By HospiMedica staff writers
Posted on 06 Nov 2002
A study has shown that administering aspirin to patients within 48 hours after heart bypass surgery greatly reduces the risk of death and ischemic complications. More...
The study was published in the October 24, 2002, issue of The New England Journal of Medicine.

The research involved more than 5,000 patients having bypass surgery in 70 hospitals in 17 countries from 1996 to 2000. The hospital death rate among those not given aspirin was 4%, while the death rate for those given aspirin was only 1.3%. The researchers found similar reductions in the rates of stroke, heart attack, bowel damage, and kidney failure caused by low blood flow.

Doctors say the results provides good evidence that aspirin should be given to bypass patients shortly after surgery, except for those who are allergic to aspirin or have bleeding disorders. Some doctors had feared that administering aspirin to bypass patients too soon after their surgery could cause severe bleeding, but the study did not show this.

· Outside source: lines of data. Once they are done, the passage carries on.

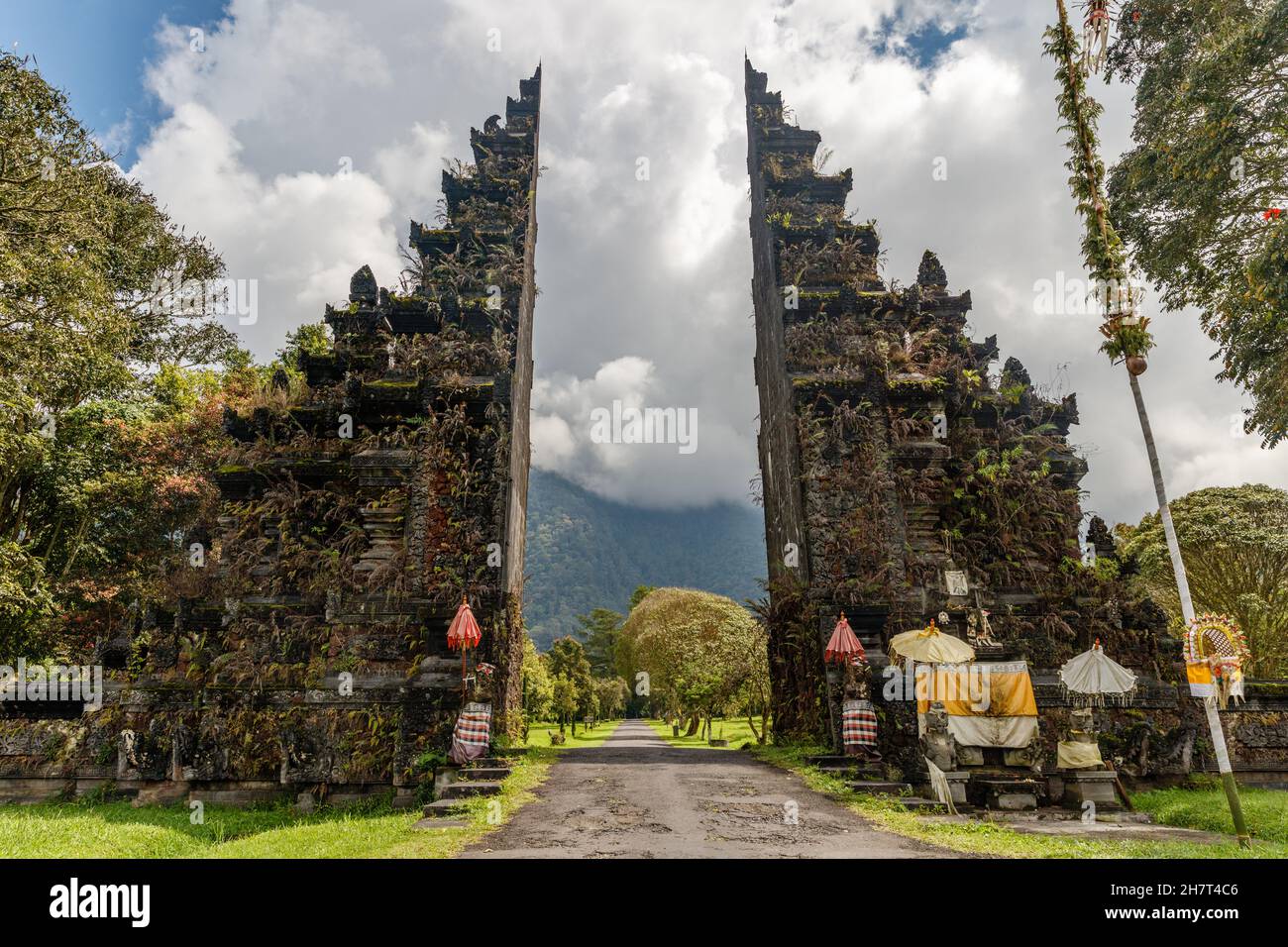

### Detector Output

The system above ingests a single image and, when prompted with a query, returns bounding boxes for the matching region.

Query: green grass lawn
[645,717,760,750]
[0,749,557,858]
[752,746,1288,858]
[1130,779,1288,845]
[528,720,622,753]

The benefit of aspirin was thought to be twofold: to prevent the formation of blood clots and to reduce the inflammation in blood vessels.

The study was not a randomized controlled trial. However, lead author Dr. Dennis T.Mangano said his team had carefully compared the records of the patients and had found no underlying differences that would explain why those who got aspirin did so much better. Dr. Mangano is the founder of the Ischemia Research and Education Foundation (San Francisco, CA, USA), which sponsored the trial.